The text says that Willie and Jerry (sorry about the name) are “consultants”. But what does that mean? They say — after a lot of equivocation — that they do education and training. But their offer to promote Matty’s Foundation has little to do with education and training. The only conclusion I can draw is that they are either scam artists or that they have no idea what they’re doing — and if I can detect that, a person who has spent his life in bottom-dwelling politics like Matty certainly can.
I realize that Willie tells Jerry that he intends to take Matty’s money and run with it. But that doesn’t explain what happens to Matty’s plan, only what Willie *intends* to have happen.

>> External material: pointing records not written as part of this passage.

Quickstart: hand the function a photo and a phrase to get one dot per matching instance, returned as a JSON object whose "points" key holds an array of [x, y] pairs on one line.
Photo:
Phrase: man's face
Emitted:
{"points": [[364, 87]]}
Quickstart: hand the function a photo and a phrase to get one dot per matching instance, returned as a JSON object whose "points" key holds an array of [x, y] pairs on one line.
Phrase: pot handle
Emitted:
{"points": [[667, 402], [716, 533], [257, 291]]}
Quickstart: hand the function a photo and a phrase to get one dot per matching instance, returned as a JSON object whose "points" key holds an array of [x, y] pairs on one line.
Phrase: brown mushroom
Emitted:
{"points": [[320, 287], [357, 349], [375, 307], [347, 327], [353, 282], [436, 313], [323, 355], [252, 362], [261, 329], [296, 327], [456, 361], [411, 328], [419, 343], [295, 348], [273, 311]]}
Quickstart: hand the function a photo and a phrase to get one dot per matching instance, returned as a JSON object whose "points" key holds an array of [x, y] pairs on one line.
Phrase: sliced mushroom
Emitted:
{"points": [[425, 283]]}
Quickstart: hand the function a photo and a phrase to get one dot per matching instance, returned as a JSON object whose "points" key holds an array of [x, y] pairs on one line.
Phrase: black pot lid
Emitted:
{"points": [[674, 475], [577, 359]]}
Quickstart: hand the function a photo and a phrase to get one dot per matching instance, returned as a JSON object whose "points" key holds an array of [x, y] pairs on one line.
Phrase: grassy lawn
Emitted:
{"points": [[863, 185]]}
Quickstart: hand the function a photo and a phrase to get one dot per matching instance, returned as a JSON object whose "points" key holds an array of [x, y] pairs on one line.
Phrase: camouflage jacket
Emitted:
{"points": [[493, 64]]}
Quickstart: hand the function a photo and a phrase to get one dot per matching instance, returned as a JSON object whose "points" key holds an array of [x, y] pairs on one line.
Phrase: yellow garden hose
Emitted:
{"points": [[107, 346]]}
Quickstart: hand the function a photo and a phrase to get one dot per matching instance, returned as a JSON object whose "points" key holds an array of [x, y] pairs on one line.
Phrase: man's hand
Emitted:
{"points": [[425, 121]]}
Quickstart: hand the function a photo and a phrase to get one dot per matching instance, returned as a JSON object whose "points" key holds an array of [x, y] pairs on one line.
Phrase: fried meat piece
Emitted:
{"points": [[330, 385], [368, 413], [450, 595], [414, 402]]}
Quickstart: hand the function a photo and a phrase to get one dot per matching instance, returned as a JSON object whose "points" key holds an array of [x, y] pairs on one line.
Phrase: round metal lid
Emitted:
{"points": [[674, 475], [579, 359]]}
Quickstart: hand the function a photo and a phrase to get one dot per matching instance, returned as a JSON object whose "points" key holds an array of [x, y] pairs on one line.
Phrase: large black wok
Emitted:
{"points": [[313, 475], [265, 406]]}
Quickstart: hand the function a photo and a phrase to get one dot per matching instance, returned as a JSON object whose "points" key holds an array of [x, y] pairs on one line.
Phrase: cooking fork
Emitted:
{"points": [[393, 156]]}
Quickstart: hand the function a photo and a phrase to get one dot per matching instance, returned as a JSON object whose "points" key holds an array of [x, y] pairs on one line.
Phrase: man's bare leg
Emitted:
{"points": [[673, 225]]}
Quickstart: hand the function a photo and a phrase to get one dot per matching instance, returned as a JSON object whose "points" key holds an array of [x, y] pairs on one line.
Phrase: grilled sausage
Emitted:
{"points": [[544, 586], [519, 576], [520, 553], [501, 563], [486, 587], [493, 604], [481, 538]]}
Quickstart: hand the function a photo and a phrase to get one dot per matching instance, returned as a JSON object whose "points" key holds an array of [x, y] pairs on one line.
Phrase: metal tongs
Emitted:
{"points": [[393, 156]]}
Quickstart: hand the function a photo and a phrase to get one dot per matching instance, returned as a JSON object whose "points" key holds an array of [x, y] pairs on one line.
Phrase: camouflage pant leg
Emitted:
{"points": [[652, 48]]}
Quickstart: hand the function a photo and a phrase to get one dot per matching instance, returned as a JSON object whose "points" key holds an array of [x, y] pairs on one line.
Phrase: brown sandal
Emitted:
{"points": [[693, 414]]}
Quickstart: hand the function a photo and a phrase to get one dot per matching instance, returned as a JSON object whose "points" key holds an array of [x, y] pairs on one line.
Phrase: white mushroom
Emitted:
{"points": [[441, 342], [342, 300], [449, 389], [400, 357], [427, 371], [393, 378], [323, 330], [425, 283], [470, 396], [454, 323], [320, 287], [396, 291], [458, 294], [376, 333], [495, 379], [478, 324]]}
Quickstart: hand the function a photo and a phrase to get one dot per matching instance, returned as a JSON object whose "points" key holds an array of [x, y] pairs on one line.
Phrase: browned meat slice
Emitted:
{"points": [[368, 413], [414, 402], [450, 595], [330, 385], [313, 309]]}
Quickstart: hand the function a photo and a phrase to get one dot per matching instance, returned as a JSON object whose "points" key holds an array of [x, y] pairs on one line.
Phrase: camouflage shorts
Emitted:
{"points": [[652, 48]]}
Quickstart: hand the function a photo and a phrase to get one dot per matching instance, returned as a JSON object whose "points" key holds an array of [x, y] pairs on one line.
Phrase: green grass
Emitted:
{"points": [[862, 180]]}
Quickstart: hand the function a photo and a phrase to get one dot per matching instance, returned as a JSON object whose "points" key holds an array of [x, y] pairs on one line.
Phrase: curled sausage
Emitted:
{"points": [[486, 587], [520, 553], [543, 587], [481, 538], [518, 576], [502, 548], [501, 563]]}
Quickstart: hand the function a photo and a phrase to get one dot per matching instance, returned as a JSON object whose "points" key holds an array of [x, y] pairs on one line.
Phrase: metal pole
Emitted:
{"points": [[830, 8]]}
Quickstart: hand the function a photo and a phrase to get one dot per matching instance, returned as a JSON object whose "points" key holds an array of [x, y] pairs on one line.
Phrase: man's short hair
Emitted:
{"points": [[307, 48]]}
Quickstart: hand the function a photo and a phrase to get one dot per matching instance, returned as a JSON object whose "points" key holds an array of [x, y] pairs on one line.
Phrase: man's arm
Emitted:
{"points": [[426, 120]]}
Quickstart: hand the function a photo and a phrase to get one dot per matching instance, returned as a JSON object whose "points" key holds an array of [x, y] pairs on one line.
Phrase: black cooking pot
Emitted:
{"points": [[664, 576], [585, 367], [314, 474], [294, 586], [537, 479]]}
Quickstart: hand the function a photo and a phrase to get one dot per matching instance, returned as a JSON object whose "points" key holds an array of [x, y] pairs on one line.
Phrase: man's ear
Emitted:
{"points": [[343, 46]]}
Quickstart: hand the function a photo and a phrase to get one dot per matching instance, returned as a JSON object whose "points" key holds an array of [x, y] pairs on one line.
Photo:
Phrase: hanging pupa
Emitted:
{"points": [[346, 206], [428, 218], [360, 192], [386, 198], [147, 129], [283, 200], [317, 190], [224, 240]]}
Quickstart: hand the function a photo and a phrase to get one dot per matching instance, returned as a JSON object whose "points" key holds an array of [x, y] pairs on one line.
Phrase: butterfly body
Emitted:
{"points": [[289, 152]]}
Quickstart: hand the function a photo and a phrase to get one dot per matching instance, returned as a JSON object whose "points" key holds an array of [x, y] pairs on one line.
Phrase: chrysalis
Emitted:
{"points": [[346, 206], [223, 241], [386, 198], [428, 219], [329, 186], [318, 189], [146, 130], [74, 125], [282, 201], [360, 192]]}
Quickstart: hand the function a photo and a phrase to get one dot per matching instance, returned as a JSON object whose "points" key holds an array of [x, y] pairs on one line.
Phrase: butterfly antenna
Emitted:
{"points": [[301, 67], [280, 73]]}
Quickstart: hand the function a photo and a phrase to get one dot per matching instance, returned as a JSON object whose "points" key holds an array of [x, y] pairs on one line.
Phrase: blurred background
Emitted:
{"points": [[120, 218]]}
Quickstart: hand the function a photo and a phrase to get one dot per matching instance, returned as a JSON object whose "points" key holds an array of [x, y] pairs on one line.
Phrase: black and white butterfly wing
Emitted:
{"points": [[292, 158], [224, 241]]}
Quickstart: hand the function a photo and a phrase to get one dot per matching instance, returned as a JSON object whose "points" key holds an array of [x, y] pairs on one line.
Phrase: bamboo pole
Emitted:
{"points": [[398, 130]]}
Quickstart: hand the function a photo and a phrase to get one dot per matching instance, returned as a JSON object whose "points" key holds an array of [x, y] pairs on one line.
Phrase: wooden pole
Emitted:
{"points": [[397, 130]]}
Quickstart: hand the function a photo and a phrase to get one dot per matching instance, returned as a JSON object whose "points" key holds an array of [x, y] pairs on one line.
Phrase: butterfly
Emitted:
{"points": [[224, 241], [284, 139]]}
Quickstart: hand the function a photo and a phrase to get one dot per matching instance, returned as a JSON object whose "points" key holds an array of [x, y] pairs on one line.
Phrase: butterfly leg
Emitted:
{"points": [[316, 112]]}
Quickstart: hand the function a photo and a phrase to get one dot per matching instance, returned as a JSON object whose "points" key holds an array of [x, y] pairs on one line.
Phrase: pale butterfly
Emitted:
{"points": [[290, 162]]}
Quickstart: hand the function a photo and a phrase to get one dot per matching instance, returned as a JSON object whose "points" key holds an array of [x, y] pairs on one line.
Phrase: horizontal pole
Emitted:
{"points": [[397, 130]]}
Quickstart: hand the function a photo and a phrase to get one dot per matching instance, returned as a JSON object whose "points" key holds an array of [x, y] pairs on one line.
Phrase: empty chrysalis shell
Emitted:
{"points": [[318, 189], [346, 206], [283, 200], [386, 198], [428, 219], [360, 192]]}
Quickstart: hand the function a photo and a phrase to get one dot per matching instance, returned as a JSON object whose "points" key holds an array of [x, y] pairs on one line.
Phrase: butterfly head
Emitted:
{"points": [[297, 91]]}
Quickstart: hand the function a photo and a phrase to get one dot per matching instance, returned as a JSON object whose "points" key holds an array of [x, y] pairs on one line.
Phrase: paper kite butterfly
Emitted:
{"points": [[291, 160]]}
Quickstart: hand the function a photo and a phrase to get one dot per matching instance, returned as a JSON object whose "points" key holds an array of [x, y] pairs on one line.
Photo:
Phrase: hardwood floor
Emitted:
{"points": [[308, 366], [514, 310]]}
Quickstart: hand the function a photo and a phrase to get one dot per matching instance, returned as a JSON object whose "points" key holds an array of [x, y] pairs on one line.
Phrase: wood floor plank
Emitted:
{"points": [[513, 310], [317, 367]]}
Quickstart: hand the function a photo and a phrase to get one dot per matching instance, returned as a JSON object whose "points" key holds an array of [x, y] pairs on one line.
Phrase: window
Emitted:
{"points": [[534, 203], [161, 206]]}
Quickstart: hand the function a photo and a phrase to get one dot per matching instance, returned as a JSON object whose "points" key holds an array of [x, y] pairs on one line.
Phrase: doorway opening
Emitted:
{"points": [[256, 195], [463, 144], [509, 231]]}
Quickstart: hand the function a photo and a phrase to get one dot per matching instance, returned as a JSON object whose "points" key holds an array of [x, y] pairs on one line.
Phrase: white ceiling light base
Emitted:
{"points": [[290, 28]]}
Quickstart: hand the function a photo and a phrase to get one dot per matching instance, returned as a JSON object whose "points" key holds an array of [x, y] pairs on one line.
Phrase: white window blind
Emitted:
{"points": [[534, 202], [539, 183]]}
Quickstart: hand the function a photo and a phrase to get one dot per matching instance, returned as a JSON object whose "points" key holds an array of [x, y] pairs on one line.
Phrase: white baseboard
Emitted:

It seems to me that the real drama, and conflict, is Matty’s struggle to realize his dream and the effort of the young scammer to outscam the old scammer. I wanted to see that conflict and was disappointed that I didn’t.
The same is true for the lobbyist’s bill. It is clear that she is not prepared to accept the “compromise” — which she clearly attributes to Matty’s incompetence and Schmidt’s venality. She paid good money for her language, not some compromise language. So I wanted to see what vengeance she was going to bring down, particularly on Matty, and how Matty would cope with it and eventually (perhaps) overcome it.
This is what I mean by “loose ends.” You raise threats — the treacherous contractor, the enraged client — but you don’t show how the threats are resolved. You imply in your response that the contractor wins and the client loses. That’s certainly one possible result, but it’s not foreordained.
In short, I think you have the beginning of a play which might be exciting, even powerful. But what we see at the Fringe isn’t that play. It’s maybe the first couple scenes of that play. I hope you do more work on it and that I get a chance to see the fully-developed.
John McGrath says
Hi Tim, I just caught your review of my play, The Matty Matthews Foundation. Were we really at the same play? Why are Adam and Willy getting dressed in the men’s room you ask? First, there’s no Adam in the play, or on the website, or in the program distributed at the performance. The name is Jerry, not Adam. As far as why Adam, AKA Jerry, and Willy are getting dressed in the men’s room – how about a light work-out before the business day starts; did you catch their gym bags and work-out clothes? What services are Adam, AKA Jerry, and Willy actually providing you ask?. “We’re consultants” they tell Matty, and go on to elaborate on their various services. What happens to Matty’s foundation plans you ask? “We can help Matty, just not right away. This money gos straight to our bank and we sign a lease” says Willy. It’s a not a big leap to conclude that the guys not only took Matty’s money, they snatched his dream. What happened to the lobbyist’s bill you ask? “I got an e-mail that says the bill they just past left out the word ALL.” The lobbyist got most of what she wanted, but not all. Surprise, there was a compromise.
Look, there are probably some loose ends in the play, even if they are not the ones you identified. You can rehearse a play a hundred times and when it opens before a live audience you see things you never saw in rehearsal, you tighten the dialogue and improve the story. So I thank you for your insights which overall are helpful and in the spirit of the Fringe. In terms of Mies van der Rohe, my come-to-Jesus meetings, and speaking truth to power, I’m still tryig to connect those loose ends.